Mais ce qui est frappant, c'est que, même si Rimbaud va se tenir à l'écart des criminels dans le discours tenu dans "Mauvais sang", dans la prose liminaire il en va différemment, le poète se décrit comme en guerre contre la justice et il est qualifié de hyène par Satan, ce qui appartient clairement au vocabulaire de la police à l'époque, comme l'attestent les Mémoires de Monsieur Claude où dans le notaire Lacenaire il identifie le regard d'une hyène, regard de hyène qui sera aussi celui de la jeune fille l'emmenant dans un coupe-gorge impliquant le prince Louis-Napoléon Bonaparte, etc.

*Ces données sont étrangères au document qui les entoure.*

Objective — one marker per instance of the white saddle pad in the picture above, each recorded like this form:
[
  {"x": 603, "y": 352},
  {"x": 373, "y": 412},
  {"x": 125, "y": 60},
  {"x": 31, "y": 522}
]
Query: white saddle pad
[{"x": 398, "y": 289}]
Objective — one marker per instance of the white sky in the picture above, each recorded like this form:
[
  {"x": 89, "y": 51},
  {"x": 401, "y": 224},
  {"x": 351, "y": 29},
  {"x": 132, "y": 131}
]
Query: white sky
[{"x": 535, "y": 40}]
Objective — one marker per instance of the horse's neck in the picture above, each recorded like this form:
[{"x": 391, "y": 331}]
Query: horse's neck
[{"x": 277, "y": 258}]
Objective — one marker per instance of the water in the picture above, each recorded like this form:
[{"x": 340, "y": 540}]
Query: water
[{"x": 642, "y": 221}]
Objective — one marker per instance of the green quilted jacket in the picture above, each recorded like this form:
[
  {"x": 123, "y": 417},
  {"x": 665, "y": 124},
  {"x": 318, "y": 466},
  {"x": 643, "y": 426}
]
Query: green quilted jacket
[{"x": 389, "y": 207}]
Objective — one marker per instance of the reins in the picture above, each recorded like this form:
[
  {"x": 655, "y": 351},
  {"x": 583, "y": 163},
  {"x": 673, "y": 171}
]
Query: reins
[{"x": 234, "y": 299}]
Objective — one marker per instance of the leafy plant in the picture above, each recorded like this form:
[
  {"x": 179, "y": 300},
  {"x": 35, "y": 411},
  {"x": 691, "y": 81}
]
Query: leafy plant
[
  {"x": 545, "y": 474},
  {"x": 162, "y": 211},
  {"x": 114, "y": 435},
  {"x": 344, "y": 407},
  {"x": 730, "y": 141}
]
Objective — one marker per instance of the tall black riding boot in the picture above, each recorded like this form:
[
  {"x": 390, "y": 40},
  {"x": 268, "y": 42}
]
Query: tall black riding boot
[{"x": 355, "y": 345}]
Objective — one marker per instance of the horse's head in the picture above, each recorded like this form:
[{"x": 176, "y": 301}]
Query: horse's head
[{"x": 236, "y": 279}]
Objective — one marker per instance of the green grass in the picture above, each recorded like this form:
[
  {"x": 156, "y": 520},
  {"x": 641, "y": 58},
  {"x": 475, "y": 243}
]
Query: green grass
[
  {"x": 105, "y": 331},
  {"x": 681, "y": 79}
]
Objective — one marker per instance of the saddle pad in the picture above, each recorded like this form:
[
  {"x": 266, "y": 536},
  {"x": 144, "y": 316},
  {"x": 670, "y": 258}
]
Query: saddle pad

En clair, les rimbaldiens doivent aussi comprendre que "Tu resteras hyène", c'est une identification du poète à une sorte de "forçat intraitable", à un repris de justice, etc., et à la fin à un criminel, le poète précisant tout de même qu'il ne fait jamais qu'en prendre l'air.
Et donc il y a le vocabulaire d'une littérature criminelle d'époque, d'une littérature des bas-fonds qui structurent quelque peu le récit d'Une saison en enfer. J'ignore évidemment les textes précis en question, Sue, Vidocq, etc.